Published in the Jan. 22, 2014 issue of Morgan Hill Life

By Marty Cheek

Marty Cheek

Marty Cheek

This year’s Silicon Valley Reads program will launch Jan. 22 with a talk by technology writer Nicholas Carr of his bestseller The Shadows: What the Internet is Doing to Our Brains. The book, which was nominated as a finalist for the 2011 Pulitzer Prize, is perfect for the Silicon Valley, a place internationally famous for playing a major role in the development of the most sophisticated information transit system in the history of humankind.

I plan to attend the Heritage Theater in Campbell to hear Carr discuss his book, one of two selected for the 2014 Silicon Valley Reads program. But I have to confess I’m not sure that I buy into the author’s central premise that the Internet is causing people to lose their ability to concentrate and analyze information. Carr’s reasoning is faulty in blaming the medium of the Internet for the breakdown of our mental powers.

As a professional writer who worked for a technology-focused news service for several years and witnessed the rapid public acceptance of the Internet during the 1990s, I see the Web as a boon to the democratization and distribution of information to a broad audience. The Internet has also evolved into a more interactive information experience for a worldwide audience, enabling a wider variety of information to be accessed than traditional printed media could ever allow. The Internet empowers readers to download and read, for example, the book The Shallows on their Kindle devices, watch a YouTube video of Carr giving a lecture about his book, listen to an MP3 audio of Carr discussing his book on an NPR interview, and engage in dynamic dialogue with other readers through social media about what they think of The Shallows. The plethora of so many more information interactions through the Internet enables the possibility of more ways people can learn about The Shallows — and share their opinions about the book.

What Carr is doing is nothing new in human history. No doubt when neolithic humans first started to paint pictures of their hunts on cave walls, critics in the tribe cried out in alarm that this newfangled medium of artistic imagery would ruin the minds of young people, causing them to stop using their imagination. Many centuries later, Socrates, that worrywart of ancient Athens, started the scare on technological advances on storing and distributing information in written form. The philosopher rued the invention of books — papyrus scrolls back then — claiming that this newfangled thought-recording medium would “create forgetfulness” in the soul and warning his fellow Greeks not to trust in “external written characters.” Socrates would be shocked if he might visit the Morgan Hill Library and see the thousands of published volumes — including Plato’s “Phaedrus” where his very lamentations about books are recorded.

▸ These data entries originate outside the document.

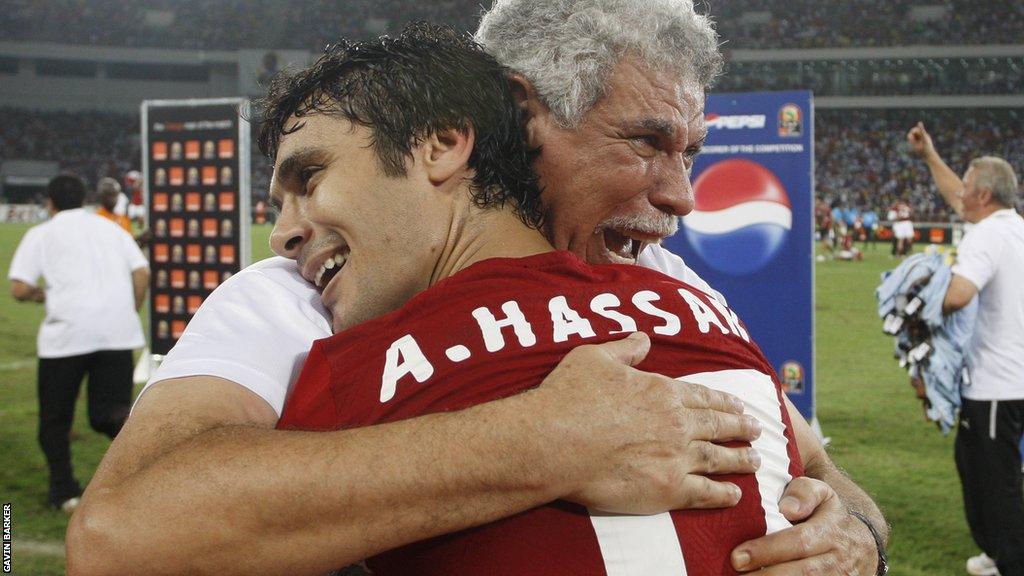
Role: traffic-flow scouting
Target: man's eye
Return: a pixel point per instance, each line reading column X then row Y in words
column 646, row 140
column 307, row 173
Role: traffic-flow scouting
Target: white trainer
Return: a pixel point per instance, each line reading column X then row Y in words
column 981, row 565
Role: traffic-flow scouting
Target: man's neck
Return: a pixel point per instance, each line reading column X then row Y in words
column 480, row 234
column 988, row 211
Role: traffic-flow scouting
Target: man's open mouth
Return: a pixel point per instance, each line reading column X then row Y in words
column 624, row 244
column 331, row 266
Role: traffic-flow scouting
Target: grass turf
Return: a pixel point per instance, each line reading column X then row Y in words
column 864, row 405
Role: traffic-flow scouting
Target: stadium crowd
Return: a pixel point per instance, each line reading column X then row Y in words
column 90, row 144
column 311, row 24
column 860, row 157
column 862, row 161
column 93, row 145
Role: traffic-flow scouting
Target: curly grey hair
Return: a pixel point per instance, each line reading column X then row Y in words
column 995, row 175
column 566, row 48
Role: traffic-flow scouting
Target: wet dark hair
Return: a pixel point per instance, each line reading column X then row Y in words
column 67, row 192
column 427, row 80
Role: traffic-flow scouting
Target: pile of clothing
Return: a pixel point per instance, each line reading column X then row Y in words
column 929, row 344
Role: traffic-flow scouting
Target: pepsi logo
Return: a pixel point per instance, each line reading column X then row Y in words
column 741, row 216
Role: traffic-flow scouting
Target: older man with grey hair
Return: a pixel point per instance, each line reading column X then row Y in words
column 989, row 265
column 614, row 162
column 612, row 93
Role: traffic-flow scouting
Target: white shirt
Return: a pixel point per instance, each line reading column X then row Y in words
column 256, row 329
column 991, row 257
column 86, row 261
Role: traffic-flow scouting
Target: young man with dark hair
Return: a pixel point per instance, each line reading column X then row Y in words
column 95, row 279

Two centuries after the invention of the modern printing press by Johann Gutenberg, 17th century essayist Robert Burton complained that the vast number of published books were a ruination for the mind by increasing “chaos and confusion” in the number of new ideas dispersed. The telegram was a forerunner to the Internet as a Satan-spawned information technology system. People were aghast at the near instant speed of communication from this electronic contraption, with one doctor claiming that the “pelting of telegrams” would result in mental illness. Radio and TV in the 20th century were claimed as culprits in softening the brain through mindless entertainment and, ironically considering Socrates’s warnings, diverting children from reading books.

The Internet is a tool, and like every tool, this powerful technology can be both wisely used or foolishly abused. With search engines like Google, the Internet provides us with virtually instantaneous access with our home and office computers, notebooks, smart phones and tablets to far more information than we could ever possibly find in any library.

Carr is correct and the Internet is indeed changing our brains. But the truth is, every source of information changes our brains…. including books, magazines and newspapers, radio, phonograph records, CDs, cinema and television. Where Carr gets it wrong in The Shallows is that he forgets that it’s not about the medium, it’s about the message. Just like if you want to be physically healthy, you need to choose quality food to consume and limit your consumption of potato chips and cookies, so your information diet requires you to make smart choices on what content you consume and put in your brain. It requires discipline to feed your mind a nutritious information diet.

Browsing the Internet, we have a choice of selecting websites that can either stimulate the soul or waste our time by idle Web surfing. Carr’s blaming the Internet for allegedly making us stupid is stupid in itself. In the end, it’s not the medium that matters. It’s the quality of the content we select – including books, magazines, newspapers, TV, and radio – that ultimately shapes our minds and impacts our lives.